ChanRe Rheumatology and Immunology Center and Research, No. 65 (414), 20th Main, West of Chord Road, 1st Block, Rajajinagar, Bangalore-10, India.
St. John's Medical College Hospital, Bangalore, India.
Rheumatol Int. 2019 Mar;39(3):497-507. doi: 10.1007/s00296-019-04245-4. Epub 2019 Jan 25.

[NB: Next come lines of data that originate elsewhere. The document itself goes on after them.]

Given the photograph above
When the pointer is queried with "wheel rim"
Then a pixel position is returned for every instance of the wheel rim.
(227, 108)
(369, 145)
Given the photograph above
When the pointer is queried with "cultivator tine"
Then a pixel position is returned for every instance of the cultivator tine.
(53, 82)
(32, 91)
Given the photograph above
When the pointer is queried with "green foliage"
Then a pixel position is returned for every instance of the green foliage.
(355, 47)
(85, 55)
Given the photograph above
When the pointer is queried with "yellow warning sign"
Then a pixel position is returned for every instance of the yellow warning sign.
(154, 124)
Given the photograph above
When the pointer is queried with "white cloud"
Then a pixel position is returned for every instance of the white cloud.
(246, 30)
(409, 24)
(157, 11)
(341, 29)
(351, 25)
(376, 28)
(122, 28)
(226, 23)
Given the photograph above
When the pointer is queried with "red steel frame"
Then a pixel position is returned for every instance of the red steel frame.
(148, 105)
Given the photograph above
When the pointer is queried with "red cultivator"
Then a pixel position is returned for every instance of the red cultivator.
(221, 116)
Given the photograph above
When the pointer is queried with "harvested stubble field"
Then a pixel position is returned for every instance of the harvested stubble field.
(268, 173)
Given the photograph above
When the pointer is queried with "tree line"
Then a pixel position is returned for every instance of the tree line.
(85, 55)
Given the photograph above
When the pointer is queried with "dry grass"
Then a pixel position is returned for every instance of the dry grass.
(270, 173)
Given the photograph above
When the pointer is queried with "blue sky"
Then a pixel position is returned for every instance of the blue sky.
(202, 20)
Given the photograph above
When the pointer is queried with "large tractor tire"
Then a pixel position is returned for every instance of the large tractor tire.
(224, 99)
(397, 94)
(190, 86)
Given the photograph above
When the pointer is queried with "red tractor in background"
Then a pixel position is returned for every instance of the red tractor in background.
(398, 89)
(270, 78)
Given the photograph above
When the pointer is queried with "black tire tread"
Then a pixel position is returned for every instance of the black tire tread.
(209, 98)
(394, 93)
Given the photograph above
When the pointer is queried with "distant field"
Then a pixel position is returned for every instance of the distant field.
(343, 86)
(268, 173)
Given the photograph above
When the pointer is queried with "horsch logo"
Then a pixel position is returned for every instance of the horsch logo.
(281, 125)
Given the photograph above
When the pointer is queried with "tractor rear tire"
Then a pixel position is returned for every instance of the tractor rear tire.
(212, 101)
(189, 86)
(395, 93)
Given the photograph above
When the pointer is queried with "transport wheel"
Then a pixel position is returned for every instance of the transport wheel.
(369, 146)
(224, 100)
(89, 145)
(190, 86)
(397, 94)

Biologic disease-modifying anti-rheumatic drugs (bDMARD) have transformed the treatment paradigm of chronic autoimmune rheumatic diseases (ARDs), but they are often associated with adverse drug reactions. The present study evaluated the frequency, characteristics and type of infections, other than tuberculosis (TB), in ARD patients receiving bDMARDs. The multicentre, cross-sectional, retrospective, observational study was conducted across 12 centers in Karnataka, India, between January to August 2016. The study included patients receiving bDMARD therapy for various ARDs. Outcome variables considered were any infection, minor infections and major infections, other than TB. Clinical variables were compared between infection and no infection group, and the increase in the likelihood of infection with respect to various clinical variables was assessed. The study involved 209 subjects with a median (range) age of 41 (16-84) years and male to female ratio of 0.97:1. A total of 29 (13.88%) subjects developed infection following bDMARD therapy, out of whom a majority had minor infection (n = 26). The likelihood of developing any infection was noted to be more in subjects receiving anti-TNF (golimumab, P = 0.03) and those on three or more conventional synthetic (cs) DMARDs (P < 0.01). Infection risk was higher in patients with systemic lupus erythematosus (P = 0.04), other connective tissue disease (P < 0.01) and in patients with comorbidities (P = 0.13). The risk of infection was associated with the use of anti-TNF therapy and more than three csDMARDs, co morbidities and Adds such as systemic lupus erythematosus and connective tissue disease.
生物制剂改善病情的抗风湿药物(bDMARD)改变了慢性自身免疫性风湿病(ARD)的治疗模式,但它们常与药物不良反应相关。本研究评估了接受 bDMARD 治疗的 ARD 患者发生除结核病(TB)以外的感染的频率、特征和类型。该多中心、横断面、回顾性、观察性研究于 2016 年 1 月至 8 月在印度卡纳塔克邦的 12 个中心进行。该研究纳入了接受 bDMARD 治疗各种 ARD 的患者。考虑的结局变量是除 TB 以外的任何感染、轻度感染和重度感染。比较了感染组和无感染组的临床变量,并评估了各种临床变量与感染可能性增加的关系。该研究共纳入 209 例患者,中位(范围)年龄为 41(16-84)岁,男女比例为 0.97:1。在接受 bDMARD 治疗后,共有 29 例(13.88%)患者发生感染,其中多数为轻度感染(n=26)。结果发现,接受抗 TNF(戈利木单抗,P=0.03)和三种或更多传统合成(cs)DMARD 治疗的患者发生任何感染的可能性更大(P<0.01)。患有系统性红斑狼疮(P=0.04)、其他结缔组织病(P<0.01)和合并症(P=0.13)的患者感染风险更高。感染风险与使用抗 TNF 治疗、三种以上 csDMARD、合并症以及如系统性红斑狼疮和结缔组织病等附加疾病相关。